Twenty years ago I published a book about the origins of the Second World War. At the time it was dismissed as wrong-headed and controversial. Now it has become the accepted version for most people. But there still lurks some trouble in the book, particularly the so-called Hossbach Protocol. I asserted that this document was a forgery, an assertion which caused much indignation. Now after many years a Berlin lawyer called Dankwart Kluge has taken another look at the Hossbach Protocol. His conclusions are startling. The Hossbach Protocol never existed as a formal document. Indeed it probably never existed in any form. Two documents were submitted to the Nuremberg Tribunal: one was an English translation, markedly longer than the alleged Protocol, the other a microfilm copy of a microfilm. However, the Tribunal accepted these documents. They were held to prove that Hitler was planning an aggressive war. On the strength of them, Goering was condemned to death and only escaped the hangman by taking poison. No evidence that Hitler planned aggressive war has ever been produced. Hossbach, who is alleged to have compiled the so-called protocol, was from the first an associate of the German generals who opposed Hitler’s policy or tried to.

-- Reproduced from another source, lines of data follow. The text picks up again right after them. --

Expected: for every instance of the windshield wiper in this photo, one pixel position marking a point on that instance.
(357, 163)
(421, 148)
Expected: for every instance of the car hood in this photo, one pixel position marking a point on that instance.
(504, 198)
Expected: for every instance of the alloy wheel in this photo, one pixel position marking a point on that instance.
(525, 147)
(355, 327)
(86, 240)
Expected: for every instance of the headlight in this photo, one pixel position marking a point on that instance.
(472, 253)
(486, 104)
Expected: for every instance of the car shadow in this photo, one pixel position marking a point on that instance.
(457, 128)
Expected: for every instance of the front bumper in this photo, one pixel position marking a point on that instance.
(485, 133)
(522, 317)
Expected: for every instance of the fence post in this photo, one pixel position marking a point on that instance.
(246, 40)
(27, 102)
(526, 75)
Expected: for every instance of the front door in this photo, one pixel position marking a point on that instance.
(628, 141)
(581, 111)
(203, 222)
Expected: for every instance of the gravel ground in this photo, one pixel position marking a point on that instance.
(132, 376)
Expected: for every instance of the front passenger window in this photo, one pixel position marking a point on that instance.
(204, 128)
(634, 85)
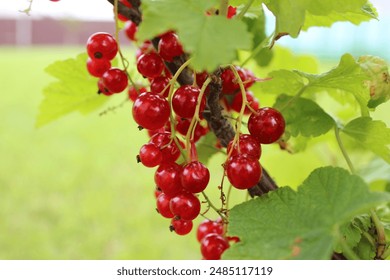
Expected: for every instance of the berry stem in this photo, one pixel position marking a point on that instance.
(343, 150)
(195, 118)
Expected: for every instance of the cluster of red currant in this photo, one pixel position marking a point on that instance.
(102, 48)
(173, 116)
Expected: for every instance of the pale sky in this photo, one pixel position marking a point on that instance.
(91, 9)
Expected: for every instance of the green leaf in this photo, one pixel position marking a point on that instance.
(211, 40)
(285, 224)
(371, 134)
(74, 90)
(206, 147)
(303, 116)
(347, 77)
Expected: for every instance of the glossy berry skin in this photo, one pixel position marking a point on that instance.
(157, 86)
(237, 102)
(247, 145)
(206, 227)
(150, 155)
(169, 46)
(103, 89)
(243, 171)
(115, 80)
(194, 177)
(266, 125)
(130, 30)
(150, 65)
(212, 246)
(180, 226)
(169, 149)
(185, 205)
(184, 101)
(97, 67)
(150, 111)
(167, 178)
(102, 46)
(162, 203)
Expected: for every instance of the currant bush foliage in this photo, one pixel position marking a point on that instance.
(332, 211)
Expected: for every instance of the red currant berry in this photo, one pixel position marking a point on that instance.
(185, 205)
(150, 111)
(150, 155)
(266, 125)
(212, 246)
(247, 144)
(168, 147)
(97, 67)
(237, 102)
(206, 227)
(115, 80)
(184, 101)
(159, 86)
(243, 171)
(162, 204)
(167, 178)
(130, 30)
(150, 65)
(102, 46)
(169, 46)
(103, 89)
(195, 177)
(180, 226)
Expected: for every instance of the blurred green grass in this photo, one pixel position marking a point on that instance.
(73, 190)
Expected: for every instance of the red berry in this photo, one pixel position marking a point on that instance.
(102, 46)
(103, 89)
(159, 86)
(243, 171)
(162, 204)
(212, 246)
(184, 101)
(97, 67)
(169, 46)
(150, 155)
(150, 65)
(115, 80)
(206, 227)
(167, 178)
(185, 205)
(195, 177)
(266, 125)
(237, 102)
(247, 144)
(180, 226)
(167, 146)
(133, 94)
(150, 111)
(130, 30)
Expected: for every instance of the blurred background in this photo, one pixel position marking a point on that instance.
(72, 189)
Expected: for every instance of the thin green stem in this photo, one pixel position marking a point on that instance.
(262, 45)
(245, 9)
(381, 236)
(223, 7)
(343, 150)
(347, 251)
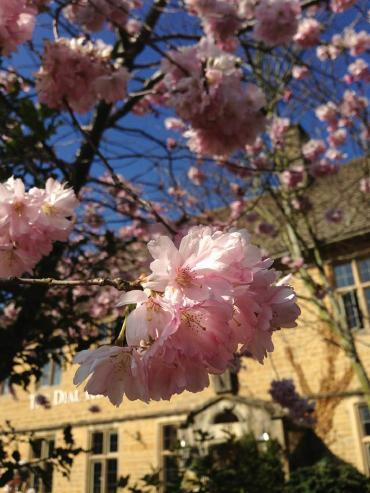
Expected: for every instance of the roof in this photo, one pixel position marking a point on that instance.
(339, 191)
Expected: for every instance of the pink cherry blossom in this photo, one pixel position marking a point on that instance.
(276, 21)
(114, 372)
(278, 128)
(265, 228)
(359, 70)
(327, 113)
(31, 222)
(203, 84)
(93, 15)
(308, 33)
(352, 104)
(196, 175)
(17, 21)
(219, 18)
(338, 6)
(260, 309)
(79, 73)
(208, 295)
(356, 42)
(203, 266)
(338, 137)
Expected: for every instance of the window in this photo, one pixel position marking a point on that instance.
(5, 387)
(42, 481)
(103, 462)
(364, 418)
(353, 285)
(169, 459)
(51, 374)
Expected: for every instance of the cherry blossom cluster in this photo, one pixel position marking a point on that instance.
(300, 410)
(205, 299)
(221, 19)
(93, 15)
(276, 21)
(204, 85)
(17, 21)
(31, 221)
(79, 72)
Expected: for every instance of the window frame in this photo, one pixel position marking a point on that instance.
(165, 452)
(102, 457)
(358, 287)
(44, 454)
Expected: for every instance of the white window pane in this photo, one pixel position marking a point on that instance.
(364, 267)
(343, 275)
(352, 310)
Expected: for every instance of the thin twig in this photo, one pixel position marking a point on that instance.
(117, 282)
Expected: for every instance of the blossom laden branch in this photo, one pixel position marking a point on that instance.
(117, 282)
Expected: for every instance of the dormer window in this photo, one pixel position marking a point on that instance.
(352, 280)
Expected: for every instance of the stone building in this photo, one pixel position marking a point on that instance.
(137, 437)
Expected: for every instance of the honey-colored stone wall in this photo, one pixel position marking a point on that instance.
(308, 354)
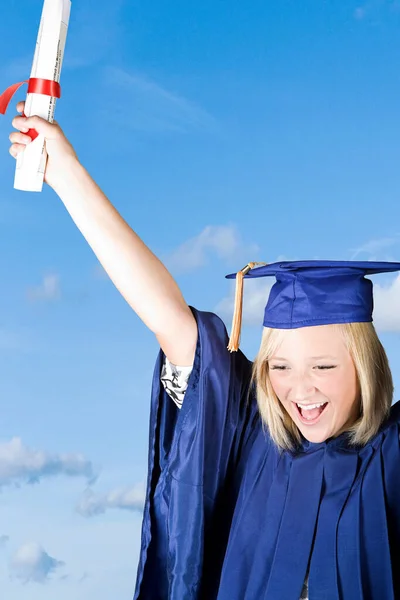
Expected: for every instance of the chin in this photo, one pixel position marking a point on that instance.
(315, 436)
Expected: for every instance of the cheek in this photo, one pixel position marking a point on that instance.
(280, 387)
(343, 392)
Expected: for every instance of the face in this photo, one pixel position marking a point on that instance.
(314, 377)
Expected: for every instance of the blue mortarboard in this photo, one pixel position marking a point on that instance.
(312, 292)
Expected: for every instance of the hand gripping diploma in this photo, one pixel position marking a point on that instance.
(43, 90)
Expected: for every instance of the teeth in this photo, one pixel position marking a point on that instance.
(310, 406)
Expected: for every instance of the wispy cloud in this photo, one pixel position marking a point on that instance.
(387, 302)
(124, 498)
(152, 107)
(375, 249)
(97, 29)
(21, 465)
(32, 564)
(221, 241)
(48, 290)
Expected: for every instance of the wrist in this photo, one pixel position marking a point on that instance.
(59, 176)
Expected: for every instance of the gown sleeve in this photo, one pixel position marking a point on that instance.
(193, 453)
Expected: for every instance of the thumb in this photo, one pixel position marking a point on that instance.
(50, 131)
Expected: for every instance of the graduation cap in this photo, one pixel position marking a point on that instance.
(311, 292)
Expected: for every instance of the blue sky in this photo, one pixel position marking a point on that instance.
(224, 132)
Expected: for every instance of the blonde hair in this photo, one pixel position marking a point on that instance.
(374, 378)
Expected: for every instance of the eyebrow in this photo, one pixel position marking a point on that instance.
(323, 356)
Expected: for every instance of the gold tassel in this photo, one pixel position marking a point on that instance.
(234, 339)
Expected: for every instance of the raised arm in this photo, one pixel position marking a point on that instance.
(138, 274)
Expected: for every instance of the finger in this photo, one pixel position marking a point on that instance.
(16, 149)
(20, 123)
(49, 130)
(19, 138)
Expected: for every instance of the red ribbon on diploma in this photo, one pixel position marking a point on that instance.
(46, 87)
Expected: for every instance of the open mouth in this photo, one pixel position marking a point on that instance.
(311, 413)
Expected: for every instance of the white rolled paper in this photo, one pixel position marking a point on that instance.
(47, 64)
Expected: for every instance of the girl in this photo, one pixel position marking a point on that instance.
(278, 480)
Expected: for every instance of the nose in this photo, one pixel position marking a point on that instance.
(302, 388)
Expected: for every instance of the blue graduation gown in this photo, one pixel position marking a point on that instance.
(230, 517)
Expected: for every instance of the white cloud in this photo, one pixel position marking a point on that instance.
(125, 498)
(152, 107)
(22, 465)
(374, 248)
(387, 306)
(47, 291)
(223, 241)
(98, 30)
(32, 564)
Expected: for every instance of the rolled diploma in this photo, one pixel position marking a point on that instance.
(47, 63)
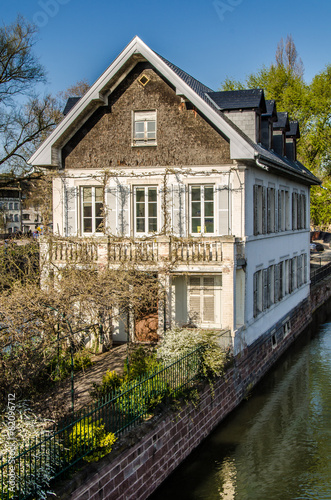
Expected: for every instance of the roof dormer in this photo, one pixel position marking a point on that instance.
(244, 108)
(267, 121)
(280, 127)
(291, 141)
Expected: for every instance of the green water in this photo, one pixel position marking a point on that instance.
(277, 444)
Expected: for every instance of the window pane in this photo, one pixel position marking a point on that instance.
(99, 195)
(140, 194)
(140, 210)
(151, 126)
(209, 208)
(152, 210)
(87, 194)
(196, 225)
(209, 193)
(196, 194)
(98, 224)
(196, 209)
(209, 225)
(98, 209)
(152, 225)
(139, 130)
(88, 210)
(151, 194)
(87, 225)
(140, 225)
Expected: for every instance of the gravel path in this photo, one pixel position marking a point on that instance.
(58, 402)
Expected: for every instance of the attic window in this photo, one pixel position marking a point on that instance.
(144, 128)
(143, 80)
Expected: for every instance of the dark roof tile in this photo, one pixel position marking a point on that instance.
(239, 99)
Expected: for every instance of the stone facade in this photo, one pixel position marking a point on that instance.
(183, 136)
(158, 448)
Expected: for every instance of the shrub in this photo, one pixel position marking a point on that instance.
(141, 397)
(35, 470)
(179, 342)
(88, 435)
(60, 366)
(110, 383)
(142, 362)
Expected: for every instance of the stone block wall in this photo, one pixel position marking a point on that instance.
(165, 441)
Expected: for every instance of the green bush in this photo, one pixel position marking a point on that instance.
(88, 435)
(60, 366)
(142, 362)
(110, 383)
(138, 398)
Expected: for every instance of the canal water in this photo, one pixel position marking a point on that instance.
(277, 444)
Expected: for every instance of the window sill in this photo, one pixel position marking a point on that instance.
(148, 144)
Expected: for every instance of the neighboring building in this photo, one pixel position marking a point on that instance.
(205, 182)
(10, 210)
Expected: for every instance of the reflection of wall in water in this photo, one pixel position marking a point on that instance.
(260, 459)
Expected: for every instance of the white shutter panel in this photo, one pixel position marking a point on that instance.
(71, 211)
(178, 210)
(208, 300)
(195, 315)
(123, 210)
(223, 210)
(255, 203)
(111, 218)
(264, 210)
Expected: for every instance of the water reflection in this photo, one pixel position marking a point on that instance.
(276, 445)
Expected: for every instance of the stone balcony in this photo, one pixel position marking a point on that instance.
(151, 252)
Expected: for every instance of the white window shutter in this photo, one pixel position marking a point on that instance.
(224, 210)
(195, 314)
(71, 211)
(111, 218)
(123, 210)
(208, 300)
(178, 210)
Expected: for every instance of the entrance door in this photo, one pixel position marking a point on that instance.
(146, 323)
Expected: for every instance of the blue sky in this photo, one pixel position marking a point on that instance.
(79, 38)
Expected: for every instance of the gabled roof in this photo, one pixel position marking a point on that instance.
(294, 131)
(70, 104)
(239, 99)
(282, 122)
(201, 96)
(271, 111)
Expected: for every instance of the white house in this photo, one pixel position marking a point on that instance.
(201, 187)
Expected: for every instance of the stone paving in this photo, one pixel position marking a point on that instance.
(57, 403)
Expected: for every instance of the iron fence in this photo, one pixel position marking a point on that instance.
(320, 273)
(86, 433)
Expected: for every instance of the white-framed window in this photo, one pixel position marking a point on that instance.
(144, 128)
(92, 198)
(145, 210)
(202, 209)
(258, 293)
(203, 299)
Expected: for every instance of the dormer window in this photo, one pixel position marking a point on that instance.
(144, 128)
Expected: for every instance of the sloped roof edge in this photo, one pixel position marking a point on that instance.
(239, 147)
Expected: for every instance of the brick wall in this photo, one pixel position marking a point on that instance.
(134, 471)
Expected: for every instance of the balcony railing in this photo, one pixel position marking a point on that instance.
(177, 251)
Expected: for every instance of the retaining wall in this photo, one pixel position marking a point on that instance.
(160, 445)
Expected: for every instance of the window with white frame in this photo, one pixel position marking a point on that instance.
(144, 128)
(202, 213)
(92, 209)
(258, 293)
(203, 299)
(145, 209)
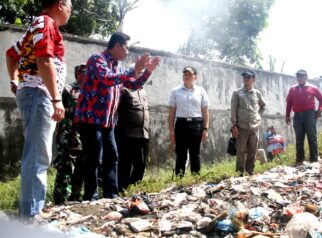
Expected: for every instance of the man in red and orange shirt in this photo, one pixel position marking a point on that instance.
(300, 99)
(37, 71)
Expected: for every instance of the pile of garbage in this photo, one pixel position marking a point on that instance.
(282, 202)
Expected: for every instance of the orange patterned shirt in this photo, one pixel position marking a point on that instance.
(42, 38)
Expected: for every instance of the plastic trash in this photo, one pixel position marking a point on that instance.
(257, 213)
(224, 225)
(302, 224)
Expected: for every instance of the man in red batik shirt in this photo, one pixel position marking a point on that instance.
(300, 99)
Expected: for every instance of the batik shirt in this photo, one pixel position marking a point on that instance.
(100, 94)
(42, 38)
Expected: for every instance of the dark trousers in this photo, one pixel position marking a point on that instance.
(246, 150)
(99, 147)
(188, 138)
(133, 154)
(305, 123)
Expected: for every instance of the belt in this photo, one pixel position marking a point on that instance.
(189, 119)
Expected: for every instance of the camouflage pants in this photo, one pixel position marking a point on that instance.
(69, 177)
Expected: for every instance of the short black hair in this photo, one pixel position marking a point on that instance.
(118, 37)
(49, 3)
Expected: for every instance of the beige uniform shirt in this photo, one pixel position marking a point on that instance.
(247, 108)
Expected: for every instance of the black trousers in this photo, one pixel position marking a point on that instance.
(133, 154)
(99, 147)
(188, 139)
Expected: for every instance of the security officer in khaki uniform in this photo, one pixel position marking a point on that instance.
(247, 107)
(69, 177)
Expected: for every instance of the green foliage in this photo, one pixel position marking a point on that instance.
(228, 31)
(15, 11)
(89, 17)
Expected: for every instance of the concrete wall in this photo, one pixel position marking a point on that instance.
(219, 80)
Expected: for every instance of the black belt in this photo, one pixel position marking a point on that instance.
(189, 119)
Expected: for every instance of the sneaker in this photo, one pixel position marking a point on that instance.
(298, 163)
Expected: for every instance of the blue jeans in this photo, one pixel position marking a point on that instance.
(36, 111)
(305, 123)
(99, 148)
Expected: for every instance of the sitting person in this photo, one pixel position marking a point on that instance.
(275, 143)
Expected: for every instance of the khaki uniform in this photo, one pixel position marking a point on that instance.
(246, 110)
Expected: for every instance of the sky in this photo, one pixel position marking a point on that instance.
(293, 36)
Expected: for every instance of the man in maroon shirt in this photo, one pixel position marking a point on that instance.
(300, 99)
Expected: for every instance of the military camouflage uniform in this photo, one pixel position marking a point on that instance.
(69, 160)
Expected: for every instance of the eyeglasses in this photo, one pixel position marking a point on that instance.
(68, 4)
(126, 48)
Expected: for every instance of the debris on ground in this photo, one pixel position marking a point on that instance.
(282, 202)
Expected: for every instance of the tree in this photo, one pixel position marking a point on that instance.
(227, 30)
(123, 7)
(18, 11)
(89, 17)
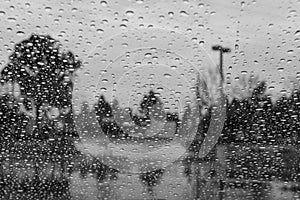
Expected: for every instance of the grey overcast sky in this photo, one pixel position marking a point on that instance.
(264, 35)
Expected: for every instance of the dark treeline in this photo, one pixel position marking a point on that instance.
(44, 74)
(259, 120)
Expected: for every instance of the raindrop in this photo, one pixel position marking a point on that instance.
(99, 30)
(166, 75)
(171, 14)
(48, 9)
(201, 5)
(103, 3)
(11, 19)
(184, 13)
(20, 33)
(74, 9)
(129, 13)
(123, 26)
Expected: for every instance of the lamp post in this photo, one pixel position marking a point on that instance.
(221, 50)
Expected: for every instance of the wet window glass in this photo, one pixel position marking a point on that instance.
(149, 99)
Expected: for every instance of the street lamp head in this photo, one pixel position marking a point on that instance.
(220, 48)
(226, 50)
(216, 47)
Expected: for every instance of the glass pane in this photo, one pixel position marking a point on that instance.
(149, 99)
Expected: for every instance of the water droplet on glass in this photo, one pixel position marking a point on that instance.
(20, 33)
(48, 9)
(171, 14)
(129, 13)
(139, 1)
(103, 3)
(99, 30)
(184, 13)
(166, 75)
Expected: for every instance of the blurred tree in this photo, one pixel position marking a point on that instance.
(43, 72)
(151, 179)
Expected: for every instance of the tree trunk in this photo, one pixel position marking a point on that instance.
(37, 132)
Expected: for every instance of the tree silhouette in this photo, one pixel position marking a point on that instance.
(43, 72)
(151, 179)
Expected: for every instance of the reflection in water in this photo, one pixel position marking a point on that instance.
(189, 178)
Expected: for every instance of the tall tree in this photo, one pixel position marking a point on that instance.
(43, 72)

The revision upsets the entire verdict of the Nuremberg Tribunal, which is still solemnly quoted as justification of the Allied war against Germany. It would be going too far to suggest that Great Britain and France started the Second World War by declaring it, but they did declare it all the same.

I spent most of last Sunday watching the silent movie Napoleon, made by Abel Gance some fifty years ago. The scenes of the French Revolution seem to me very unlikely: the principal characters make very strange faces and wear very rough clothing. Napoleon specialises, in rushing from the left-hand side of the screen to the right and back again: he always seems in a hurry, no doubt seeking a further opportunity to pull faces. The film is very funny and occasionally very dramatic. It is very exciting. But really it won’t do. I may have been too corrupted by watching talkies to be able to tell, but I doubt whether it is a masterpiece even as a silent movie. Of course it is much better than most of the talking masterpieces we have been offered in recent times. You have only to think of Reds to appreciate what the cinema can now make of revolutions.